Most developers treat JSON as an afterthought when building LLM-powered apps. They dump raw API responses into prompts and wonder why the model hallucinates, misreads fields, or burns through tokens.
JSON structure is a first-class concern in AI engineering. Here's how to get it right.
The problem: LLMs don't read JSON like humans do
When you paste this into a prompt:
{"user":{"id":1,"name":"Alice","preferences":{"theme":"dark","notifications":true,"language":"en"}}}
The model tokenizes it character by character. Every {, ", :, and , is a token. Deeply nested structures force the model to maintain more working context just to understand the shape of the data — before it even processes the values.
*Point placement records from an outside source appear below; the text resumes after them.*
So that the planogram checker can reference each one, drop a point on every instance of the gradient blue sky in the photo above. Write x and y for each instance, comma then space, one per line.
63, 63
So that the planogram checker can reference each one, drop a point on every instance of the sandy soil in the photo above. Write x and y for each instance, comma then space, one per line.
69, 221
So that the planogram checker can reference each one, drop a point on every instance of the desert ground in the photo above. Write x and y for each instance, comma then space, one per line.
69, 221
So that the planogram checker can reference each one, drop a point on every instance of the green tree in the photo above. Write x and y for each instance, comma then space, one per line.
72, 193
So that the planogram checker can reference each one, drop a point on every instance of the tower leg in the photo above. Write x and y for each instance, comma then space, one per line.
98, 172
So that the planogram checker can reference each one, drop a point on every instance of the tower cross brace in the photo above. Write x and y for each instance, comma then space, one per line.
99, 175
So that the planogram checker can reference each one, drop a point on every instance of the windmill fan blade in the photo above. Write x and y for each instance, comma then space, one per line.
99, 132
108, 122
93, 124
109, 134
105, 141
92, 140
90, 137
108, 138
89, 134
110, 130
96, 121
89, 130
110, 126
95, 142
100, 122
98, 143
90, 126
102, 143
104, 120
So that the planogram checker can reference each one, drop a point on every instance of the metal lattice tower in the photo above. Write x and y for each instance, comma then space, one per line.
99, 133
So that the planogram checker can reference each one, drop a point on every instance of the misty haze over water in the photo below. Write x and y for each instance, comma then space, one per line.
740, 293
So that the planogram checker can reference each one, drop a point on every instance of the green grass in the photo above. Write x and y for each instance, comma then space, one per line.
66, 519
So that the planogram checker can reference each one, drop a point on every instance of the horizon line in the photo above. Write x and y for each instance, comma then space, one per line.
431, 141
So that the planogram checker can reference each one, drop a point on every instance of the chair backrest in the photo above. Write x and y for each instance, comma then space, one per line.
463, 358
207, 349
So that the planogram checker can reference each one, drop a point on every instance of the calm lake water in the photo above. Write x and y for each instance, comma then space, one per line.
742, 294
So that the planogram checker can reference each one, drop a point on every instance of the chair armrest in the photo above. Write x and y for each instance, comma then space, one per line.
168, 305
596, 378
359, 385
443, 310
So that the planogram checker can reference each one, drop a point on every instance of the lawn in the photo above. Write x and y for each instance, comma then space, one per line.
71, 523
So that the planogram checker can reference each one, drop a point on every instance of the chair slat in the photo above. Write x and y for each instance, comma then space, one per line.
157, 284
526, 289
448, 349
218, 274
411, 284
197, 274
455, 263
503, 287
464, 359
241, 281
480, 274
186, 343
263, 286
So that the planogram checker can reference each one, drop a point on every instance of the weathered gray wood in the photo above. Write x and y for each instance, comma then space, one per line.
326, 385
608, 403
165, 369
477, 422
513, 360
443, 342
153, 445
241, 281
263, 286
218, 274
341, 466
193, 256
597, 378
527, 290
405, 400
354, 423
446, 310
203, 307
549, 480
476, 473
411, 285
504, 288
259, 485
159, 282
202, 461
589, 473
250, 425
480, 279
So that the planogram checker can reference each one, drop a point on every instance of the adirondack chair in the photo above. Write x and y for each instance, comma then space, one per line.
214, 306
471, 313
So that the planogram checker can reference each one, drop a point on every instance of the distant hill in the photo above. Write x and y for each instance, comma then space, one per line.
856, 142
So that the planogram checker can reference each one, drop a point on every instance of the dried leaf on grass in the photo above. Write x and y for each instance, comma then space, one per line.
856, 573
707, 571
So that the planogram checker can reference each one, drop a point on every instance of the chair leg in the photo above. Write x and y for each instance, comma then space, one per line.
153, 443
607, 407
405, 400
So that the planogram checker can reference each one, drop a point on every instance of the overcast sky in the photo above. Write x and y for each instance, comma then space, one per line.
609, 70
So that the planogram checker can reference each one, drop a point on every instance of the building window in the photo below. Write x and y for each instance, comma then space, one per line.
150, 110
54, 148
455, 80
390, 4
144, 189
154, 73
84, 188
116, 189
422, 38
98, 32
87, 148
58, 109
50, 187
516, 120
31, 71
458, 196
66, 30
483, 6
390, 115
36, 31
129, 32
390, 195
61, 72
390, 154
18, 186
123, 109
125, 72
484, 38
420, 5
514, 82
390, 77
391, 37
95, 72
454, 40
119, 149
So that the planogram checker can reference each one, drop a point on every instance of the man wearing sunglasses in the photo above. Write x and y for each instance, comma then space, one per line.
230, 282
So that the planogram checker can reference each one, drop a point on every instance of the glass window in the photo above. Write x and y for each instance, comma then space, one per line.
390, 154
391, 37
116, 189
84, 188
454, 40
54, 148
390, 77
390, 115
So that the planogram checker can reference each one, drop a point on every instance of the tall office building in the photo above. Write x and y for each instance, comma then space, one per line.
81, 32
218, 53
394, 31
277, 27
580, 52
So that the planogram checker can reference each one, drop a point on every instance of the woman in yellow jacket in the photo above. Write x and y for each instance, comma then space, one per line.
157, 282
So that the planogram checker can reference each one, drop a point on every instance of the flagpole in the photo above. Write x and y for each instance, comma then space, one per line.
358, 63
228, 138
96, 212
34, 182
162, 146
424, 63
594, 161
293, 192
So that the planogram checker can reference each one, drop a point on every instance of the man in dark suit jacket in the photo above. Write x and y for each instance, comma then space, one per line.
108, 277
The result: more tokens consumed, more room for misinterpretation, higher API costs.
Rule 1: Flatten before you prompt
Nested JSON is great for APIs. It's bad for prompts.
Before:
{
"user": {
"profile": {
"name": "Alice",
"age": 28
}
}
}
After (flattened):
{
"user_name": "Alice",
"user_age": 28
}
One level deep is almost always enough for LLM context. If the model needs to reason about relationships, describe them in natural language alongside the data — don't encode them in nesting.
Rule 2: Strip fields the model doesn't need
Every field in your JSON costs tokens. If the model doesn't need created_at, updated_at, internal_id, or _metadata — remove them before building the prompt.
const { created_at, updated_at, _metadata, ...relevant } = apiResponse;
const prompt = `Here is the user data: ${JSON.stringify(relevant)}`;
This alone can cut token usage by 20–40% on typical API responses.
Rule 3: Use TOON for large payloads
If you're passing payloads larger than ~500 tokens, consider TOON (Token-Oriented Object Notation). It's a compact alternative to JSON that strips redundant syntax while preserving structure.
JSON:
[
{"name": "Alice", "role": "admin"},
{"name": "Bob", "role": "editor"}
]
TOON:
name|role
Alice|admin
Bob|editor
Token reduction: 30–60% on typical datasets. The model reads it correctly because the structure is still unambiguous — just more compact.
Try it on your own payloads with the JSON to TOON converter. There's also a TOON to JSON converter for decoding the model's response back.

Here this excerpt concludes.